We also have some warnings to catch miss cases in the PTE tear down
code, so the scenario of new code accidentally marking shadow stack
PTEs as writable is not totally unchecked.

The three functions that do slightly different things are:

pte_mkwrite():
Makes a PTE conventionally writable, only takes a PTE. Very clear
that
it is a low level helper and what it does.

maybe_mkwrite():
Might make a PTE writable if the VMA allows it.

pte_mkwrite_vma():
Makes a PTE writable in a specific way depending on the VMA

I wonder if the name pte_mkwrite_vma() is maybe just not clear
enough.
It takes a VMA, yes, but what does it do with it?

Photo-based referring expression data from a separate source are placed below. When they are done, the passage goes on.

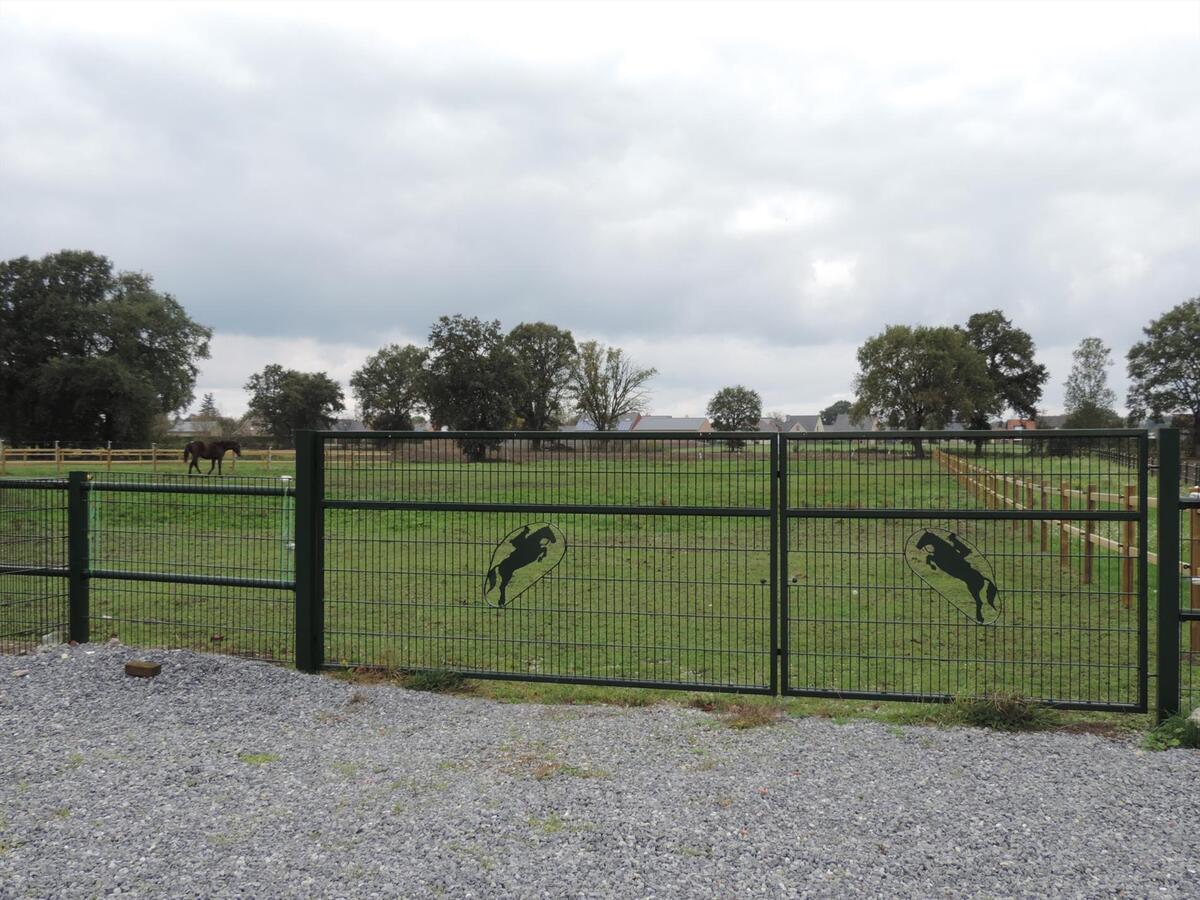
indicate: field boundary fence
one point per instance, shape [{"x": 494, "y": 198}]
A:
[{"x": 887, "y": 565}]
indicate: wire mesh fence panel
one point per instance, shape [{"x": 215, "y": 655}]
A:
[
  {"x": 193, "y": 562},
  {"x": 33, "y": 544},
  {"x": 939, "y": 568},
  {"x": 576, "y": 558}
]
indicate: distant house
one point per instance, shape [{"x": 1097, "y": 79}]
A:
[
  {"x": 844, "y": 424},
  {"x": 627, "y": 423},
  {"x": 673, "y": 423},
  {"x": 803, "y": 425}
]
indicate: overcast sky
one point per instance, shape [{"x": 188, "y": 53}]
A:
[{"x": 732, "y": 193}]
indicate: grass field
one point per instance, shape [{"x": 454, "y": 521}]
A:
[{"x": 665, "y": 599}]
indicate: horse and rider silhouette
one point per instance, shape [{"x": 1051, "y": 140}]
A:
[
  {"x": 214, "y": 451},
  {"x": 951, "y": 557},
  {"x": 528, "y": 547}
]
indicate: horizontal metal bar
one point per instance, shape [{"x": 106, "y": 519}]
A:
[
  {"x": 33, "y": 484},
  {"x": 172, "y": 579},
  {"x": 559, "y": 508},
  {"x": 1079, "y": 515},
  {"x": 900, "y": 696},
  {"x": 161, "y": 487},
  {"x": 546, "y": 435},
  {"x": 573, "y": 679},
  {"x": 49, "y": 570},
  {"x": 966, "y": 436}
]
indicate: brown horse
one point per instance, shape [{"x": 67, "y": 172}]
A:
[{"x": 214, "y": 450}]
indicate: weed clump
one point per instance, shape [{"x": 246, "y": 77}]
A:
[
  {"x": 1174, "y": 733},
  {"x": 1002, "y": 712}
]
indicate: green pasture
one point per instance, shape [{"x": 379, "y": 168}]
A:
[{"x": 643, "y": 598}]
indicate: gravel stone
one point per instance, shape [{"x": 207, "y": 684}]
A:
[{"x": 235, "y": 779}]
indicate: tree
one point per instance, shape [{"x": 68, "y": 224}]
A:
[
  {"x": 607, "y": 384},
  {"x": 286, "y": 401},
  {"x": 544, "y": 357},
  {"x": 1087, "y": 385},
  {"x": 831, "y": 413},
  {"x": 1007, "y": 353},
  {"x": 921, "y": 377},
  {"x": 90, "y": 355},
  {"x": 736, "y": 408},
  {"x": 1165, "y": 367},
  {"x": 469, "y": 379},
  {"x": 388, "y": 387}
]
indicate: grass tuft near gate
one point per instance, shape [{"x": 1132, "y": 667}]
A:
[{"x": 1002, "y": 712}]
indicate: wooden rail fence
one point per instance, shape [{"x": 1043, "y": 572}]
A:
[{"x": 1002, "y": 491}]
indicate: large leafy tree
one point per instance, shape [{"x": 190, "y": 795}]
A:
[
  {"x": 1165, "y": 367},
  {"x": 831, "y": 413},
  {"x": 1017, "y": 377},
  {"x": 388, "y": 387},
  {"x": 921, "y": 377},
  {"x": 469, "y": 379},
  {"x": 1087, "y": 385},
  {"x": 607, "y": 384},
  {"x": 736, "y": 408},
  {"x": 543, "y": 358},
  {"x": 89, "y": 354},
  {"x": 285, "y": 400}
]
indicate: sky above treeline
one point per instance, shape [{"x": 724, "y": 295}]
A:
[{"x": 732, "y": 193}]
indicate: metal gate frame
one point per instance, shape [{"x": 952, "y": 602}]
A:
[{"x": 1140, "y": 516}]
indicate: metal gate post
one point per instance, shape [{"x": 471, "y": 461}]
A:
[
  {"x": 310, "y": 607},
  {"x": 1168, "y": 573},
  {"x": 78, "y": 600}
]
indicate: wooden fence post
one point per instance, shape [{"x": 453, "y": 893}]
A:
[
  {"x": 1063, "y": 534},
  {"x": 1087, "y": 537},
  {"x": 1194, "y": 573},
  {"x": 1127, "y": 549},
  {"x": 1045, "y": 523}
]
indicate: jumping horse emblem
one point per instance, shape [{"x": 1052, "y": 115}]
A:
[
  {"x": 522, "y": 558},
  {"x": 957, "y": 570}
]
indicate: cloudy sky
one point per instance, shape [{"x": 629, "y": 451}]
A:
[{"x": 732, "y": 193}]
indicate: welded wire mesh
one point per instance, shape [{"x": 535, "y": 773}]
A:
[
  {"x": 33, "y": 540},
  {"x": 940, "y": 569},
  {"x": 653, "y": 567},
  {"x": 153, "y": 544}
]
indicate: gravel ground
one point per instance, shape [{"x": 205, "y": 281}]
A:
[{"x": 226, "y": 778}]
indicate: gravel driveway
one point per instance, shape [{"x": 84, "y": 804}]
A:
[{"x": 226, "y": 778}]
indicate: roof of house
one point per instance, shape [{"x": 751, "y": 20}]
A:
[
  {"x": 805, "y": 423},
  {"x": 627, "y": 423},
  {"x": 670, "y": 423},
  {"x": 843, "y": 423}
]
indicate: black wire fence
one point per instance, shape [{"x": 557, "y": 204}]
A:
[{"x": 886, "y": 565}]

What if it was called pte_mkwrite_type() instead? Some arch's have
additional types of writable memory and this function creates them.
Of
course they also have the normal type of writable memory, and
pte_mkwrite() creates that like usual. Doesn't it seem more
readable?

The issue is, the more variants we provide the easier it is to make
mistakes and introduce new buggy code.

It's tempting to simply use pte_mkwrite() and call it a day, where
people actually should use pte_mkwrite_vma().

Then, they at least have to investigate what to do about the second
VMA
parameter.

Ok, I'll give it a spin. So far it looks ok. The downside is the giant
tree-wide pte_mkwrite() signature change, but once that is over with
there are other advantages. Like getting rid of maybe_mkwrite()'s
awareness of shadow stack so the logic is more centralized. Please let
me know if you don't feel comfortable with a suggested-by credit tag.

Sure ...

but I reconsidered :)

Maybe there is a cleaner way to do it and avoid the "NULL" argument.

What about having (while you're going over everything already):

pte_mkwrite(pte, vma)
pte_mkwrite_kernel(pte)

The latter would only be used in that arch code where we're working on 
kernel pgtables. We already have pte_offset_kernel() and 
pte_alloc_kernel_track(), so it's not too weird.

--
Thanks,

David / dhildenb